И, включившись в игру, запасшись автобиографической книгой Набокова «Другие берега», можно с небрежной усмешкой указать (беру наугад) на сомнительность кольцевой композиции и интонационный сбой, непростительный для стилиста, такой фразы о первой книжке набоковских стихов, как:

«Ее по заслугам немедленно растерзали те немногие рецензенты, которые заметили ее»


— или же на доморощенную значительность некоторых философских откровений автора, не лишенных многозначительной доморощенности: «Спираль — одухотворение круга»; «Мир был создан в день отдыха» (переосмысление Библии в духе тонкого выпада против марксизма).
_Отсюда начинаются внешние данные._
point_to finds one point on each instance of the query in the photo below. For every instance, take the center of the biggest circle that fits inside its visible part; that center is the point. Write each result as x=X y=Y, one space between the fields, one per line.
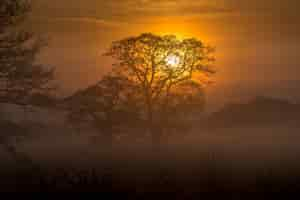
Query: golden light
x=173 y=60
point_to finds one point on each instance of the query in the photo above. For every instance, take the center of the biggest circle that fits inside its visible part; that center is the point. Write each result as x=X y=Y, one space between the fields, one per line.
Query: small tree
x=160 y=65
x=108 y=105
x=21 y=78
x=22 y=81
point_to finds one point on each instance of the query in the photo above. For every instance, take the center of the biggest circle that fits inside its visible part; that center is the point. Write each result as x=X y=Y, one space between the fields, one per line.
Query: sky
x=256 y=41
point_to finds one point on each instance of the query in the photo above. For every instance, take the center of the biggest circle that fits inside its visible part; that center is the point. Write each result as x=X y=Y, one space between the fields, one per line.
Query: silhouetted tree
x=21 y=77
x=22 y=80
x=159 y=65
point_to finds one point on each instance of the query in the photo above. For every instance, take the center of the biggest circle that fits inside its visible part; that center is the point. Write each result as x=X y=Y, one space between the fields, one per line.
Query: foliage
x=21 y=76
x=169 y=73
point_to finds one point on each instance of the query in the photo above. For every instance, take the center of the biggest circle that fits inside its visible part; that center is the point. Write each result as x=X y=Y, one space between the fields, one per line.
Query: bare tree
x=22 y=80
x=107 y=105
x=159 y=65
x=21 y=77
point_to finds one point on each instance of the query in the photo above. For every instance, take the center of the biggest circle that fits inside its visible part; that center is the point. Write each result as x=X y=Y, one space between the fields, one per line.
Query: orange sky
x=256 y=40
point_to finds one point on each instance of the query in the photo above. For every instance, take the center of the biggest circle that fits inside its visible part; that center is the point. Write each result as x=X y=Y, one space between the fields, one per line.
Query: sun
x=173 y=60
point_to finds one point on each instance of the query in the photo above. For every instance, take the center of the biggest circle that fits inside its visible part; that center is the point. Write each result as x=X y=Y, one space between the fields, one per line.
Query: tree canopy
x=21 y=77
x=166 y=70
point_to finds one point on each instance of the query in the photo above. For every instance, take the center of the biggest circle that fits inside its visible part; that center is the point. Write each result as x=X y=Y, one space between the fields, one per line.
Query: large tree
x=22 y=80
x=21 y=77
x=160 y=66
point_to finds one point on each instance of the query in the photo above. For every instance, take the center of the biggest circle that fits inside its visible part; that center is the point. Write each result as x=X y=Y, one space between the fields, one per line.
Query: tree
x=160 y=65
x=22 y=80
x=21 y=77
x=108 y=105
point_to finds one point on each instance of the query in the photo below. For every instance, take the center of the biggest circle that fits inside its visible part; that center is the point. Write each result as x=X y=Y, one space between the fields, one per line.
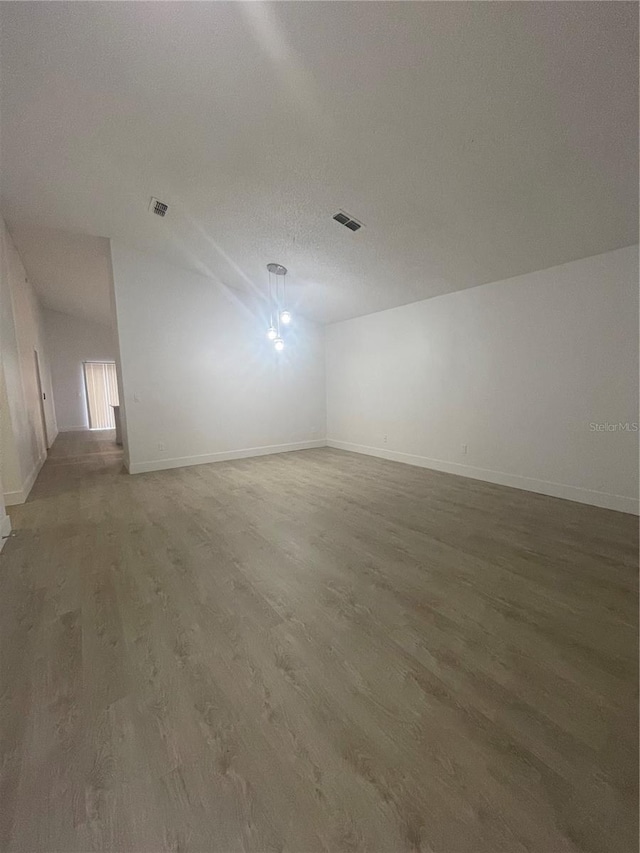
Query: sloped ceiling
x=476 y=141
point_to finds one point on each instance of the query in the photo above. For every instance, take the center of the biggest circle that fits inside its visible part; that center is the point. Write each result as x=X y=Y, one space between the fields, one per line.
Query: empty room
x=319 y=427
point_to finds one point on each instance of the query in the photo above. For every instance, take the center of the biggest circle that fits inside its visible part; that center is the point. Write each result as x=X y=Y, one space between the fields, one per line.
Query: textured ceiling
x=476 y=141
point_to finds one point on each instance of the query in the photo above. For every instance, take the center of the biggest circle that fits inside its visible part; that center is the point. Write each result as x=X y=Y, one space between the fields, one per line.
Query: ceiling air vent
x=348 y=221
x=158 y=207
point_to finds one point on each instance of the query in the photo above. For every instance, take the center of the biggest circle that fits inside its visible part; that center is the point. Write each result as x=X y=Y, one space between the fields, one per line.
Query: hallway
x=313 y=651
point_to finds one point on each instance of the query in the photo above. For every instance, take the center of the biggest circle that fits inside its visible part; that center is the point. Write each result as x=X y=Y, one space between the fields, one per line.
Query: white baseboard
x=5 y=530
x=620 y=503
x=19 y=496
x=224 y=456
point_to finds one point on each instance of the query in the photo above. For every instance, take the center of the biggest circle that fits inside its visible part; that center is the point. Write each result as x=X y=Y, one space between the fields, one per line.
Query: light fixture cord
x=277 y=305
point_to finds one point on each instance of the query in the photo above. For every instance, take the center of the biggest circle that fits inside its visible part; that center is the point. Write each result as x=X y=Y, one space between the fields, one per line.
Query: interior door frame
x=41 y=397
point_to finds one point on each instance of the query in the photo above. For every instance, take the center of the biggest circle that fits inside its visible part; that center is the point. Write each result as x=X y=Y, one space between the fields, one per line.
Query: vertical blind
x=102 y=393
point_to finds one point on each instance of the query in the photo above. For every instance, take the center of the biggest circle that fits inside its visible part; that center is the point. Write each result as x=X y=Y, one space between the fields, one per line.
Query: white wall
x=200 y=380
x=516 y=370
x=23 y=442
x=72 y=341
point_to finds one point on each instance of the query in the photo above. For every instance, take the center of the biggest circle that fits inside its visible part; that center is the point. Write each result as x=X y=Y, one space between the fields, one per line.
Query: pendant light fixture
x=277 y=274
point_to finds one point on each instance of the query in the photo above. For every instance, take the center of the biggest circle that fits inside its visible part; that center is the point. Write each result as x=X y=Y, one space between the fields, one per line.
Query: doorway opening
x=42 y=397
x=101 y=385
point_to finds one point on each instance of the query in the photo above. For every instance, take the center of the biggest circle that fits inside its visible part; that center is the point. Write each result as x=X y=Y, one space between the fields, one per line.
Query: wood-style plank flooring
x=315 y=651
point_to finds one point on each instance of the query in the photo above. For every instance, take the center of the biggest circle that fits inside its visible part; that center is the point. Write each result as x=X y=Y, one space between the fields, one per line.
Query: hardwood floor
x=314 y=651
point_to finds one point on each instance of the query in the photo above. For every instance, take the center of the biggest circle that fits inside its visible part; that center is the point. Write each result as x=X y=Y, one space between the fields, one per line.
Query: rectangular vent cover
x=158 y=207
x=348 y=221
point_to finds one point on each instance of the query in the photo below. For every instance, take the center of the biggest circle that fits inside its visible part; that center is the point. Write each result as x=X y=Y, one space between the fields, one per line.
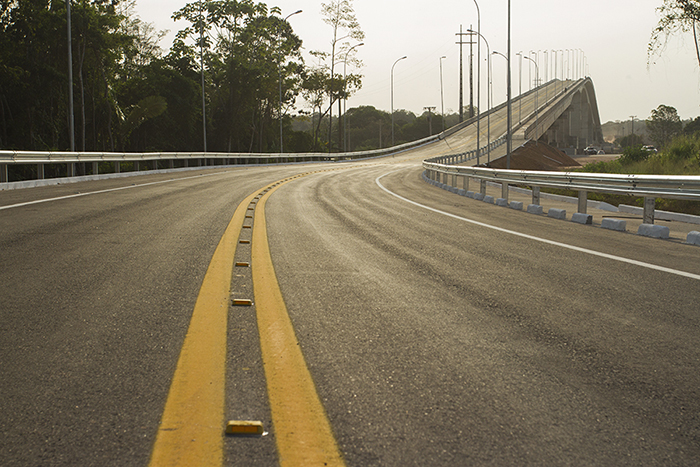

Философия отдыха, продолжим мы, водрузив Набокова на незавидное место героя памфлета, уходит корнями в блаженнейшее, оранжерейно-клубничное детство (в котором «прожорливое внимание» крохотного Владимира Владимировича сосредоточивалось не на «простой клубнике», а на особой, чуть ли не гоголевско-ноздревской «ананасной землянике»), и вот вся нищая, дикая, надрывно-тоскливая Россия заслоняется барским пространством угодий и парков, по которым, крутя в самозабвении педали, несется на английском велосипеде — их целый выводок, этих велосипедов, — упитанный и чувственный барчук, умеющий по-русски прочесть лишь одно только русское слово «какао» (не знал до школы русского алфавита; первым языком был английский; всю жизнь говорил по-русски со странным, птичьим выговором). С замиранием сердца раздвинув кусты, он глядит на другой берег «Других берегов»: на загорелые станы визжащих в святой простоте деревенских купальщиц («простая клубника»), на беседки, похожие на клети с соловьями, где познавал первые, в стиле «Мира искусства», любовные утехи («ананасная земляника»), на самого себя, с «рампеткой» идущего на бабочек (лейтмотив всей жизни и философии отдыха).